After a number of years of sustained growth in the engineering profession, total membership in the provincial and territorial regulators declined slightly in 2020 to 300,605 members, a 1.37 per cent decrease from 2019 numbers. The largest increase in membership numbers was seen in Alberta (2,242 more members), while the greatest decline (2,773 fewer members) was seen in British Columbia.
While women continue to be underrepresented in the engineering profession, the percentage of women in engineering continued to increase in 2020. Female-identifying members represented 14.2 per cent of overall membership in 2020, an increase from 13.9 per cent in 2019. The largest increases were seen in British Columbia and the Yukon, which both achieved growth of more than one per cent between 2019 and 2020.

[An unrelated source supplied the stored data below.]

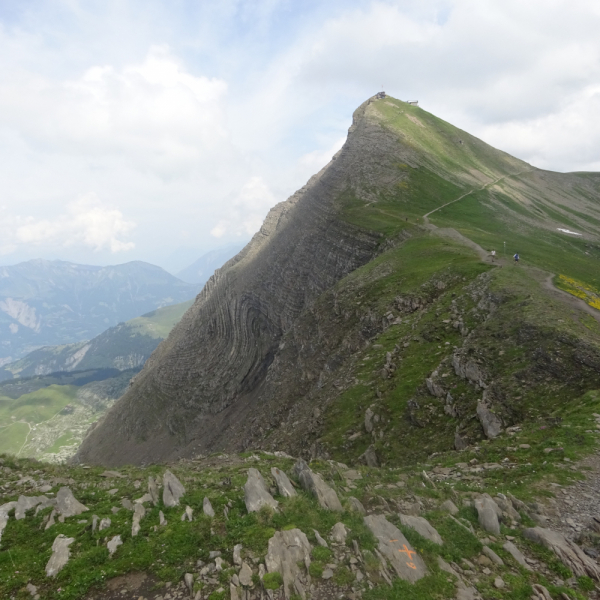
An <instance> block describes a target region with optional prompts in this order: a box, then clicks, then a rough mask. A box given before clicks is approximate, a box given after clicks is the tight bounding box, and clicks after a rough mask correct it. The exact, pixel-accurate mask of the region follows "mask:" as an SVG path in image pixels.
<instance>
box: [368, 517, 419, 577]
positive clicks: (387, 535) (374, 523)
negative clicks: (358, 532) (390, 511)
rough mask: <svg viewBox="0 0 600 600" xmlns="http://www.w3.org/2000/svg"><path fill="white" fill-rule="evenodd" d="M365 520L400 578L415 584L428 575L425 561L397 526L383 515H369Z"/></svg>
mask: <svg viewBox="0 0 600 600" xmlns="http://www.w3.org/2000/svg"><path fill="white" fill-rule="evenodd" d="M364 520H365V525H366V526H367V527H368V528H369V529H370V530H371V532H372V533H373V535H374V536H375V537H376V538H377V540H378V541H379V545H378V549H379V552H380V553H381V554H382V555H383V556H385V558H386V559H387V560H388V561H389V563H390V564H391V565H392V567H393V569H394V571H396V573H397V575H398V577H400V578H401V579H404V580H405V581H409V582H410V583H414V582H415V581H418V580H419V579H421V578H422V577H424V576H425V575H426V574H427V567H426V566H425V563H424V562H423V559H422V558H421V557H420V556H419V555H418V554H417V552H416V551H415V549H414V548H413V547H412V546H411V545H410V544H409V543H408V540H407V539H406V538H405V537H404V535H403V534H402V532H401V531H400V530H399V529H398V528H397V527H396V526H395V525H393V524H392V523H390V522H389V521H388V520H387V519H386V518H385V517H384V516H383V515H369V516H368V517H365V519H364Z"/></svg>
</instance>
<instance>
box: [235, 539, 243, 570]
mask: <svg viewBox="0 0 600 600" xmlns="http://www.w3.org/2000/svg"><path fill="white" fill-rule="evenodd" d="M242 548H243V546H242V545H241V544H236V545H235V546H234V547H233V564H234V565H238V566H241V564H242Z"/></svg>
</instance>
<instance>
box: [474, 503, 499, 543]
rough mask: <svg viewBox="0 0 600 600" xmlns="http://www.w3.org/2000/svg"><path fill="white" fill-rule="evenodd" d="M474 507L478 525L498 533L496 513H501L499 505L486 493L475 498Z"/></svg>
mask: <svg viewBox="0 0 600 600" xmlns="http://www.w3.org/2000/svg"><path fill="white" fill-rule="evenodd" d="M475 508H476V509H477V514H478V518H479V525H480V526H481V528H482V529H483V530H485V531H488V532H489V533H493V534H495V535H500V523H499V521H498V515H499V514H502V511H501V510H500V507H499V506H498V505H497V504H496V503H495V502H494V501H493V500H492V499H491V498H490V497H489V496H487V495H483V496H481V497H479V498H477V499H476V500H475Z"/></svg>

Female-identifying engineers accounted for 20.6 per cent of newly licensed engineers in Canada in 2020, an increase from 17.9 per cent in 2019. And while the number of female-identifying engineers-in-training (EITs) decreased in 2020, the overall proportion increased from 21.2 per cent in 2019 to 21.6 per cent in 2020. Engineering student membership also saw an increase in female-identifying members, increasing from 25.2 per cent to 25.9 per cent between 2019 and 2020.
The National Membership Report also makes an estimation of the national conversion from engineering graduate to professional engineer. Using data from Engineers Canada’s Enrolment and Degrees Awarded Report 2015-2019, and assuming that it takes a graduate from an accredited program four years to obtain their licence to practice, the report estimates that those 2016 graduates would have obtained their licence in 2020 and would be captured in this year’s membership report data. The report estimates that 38.7 per cent of the 2016 cohort proceeded along the path to licensure. Although this is an estimation, it is an attempt to measure the successful continuation of engineering students along their pathway to licensure.
The report is available on the Engineers Canada website.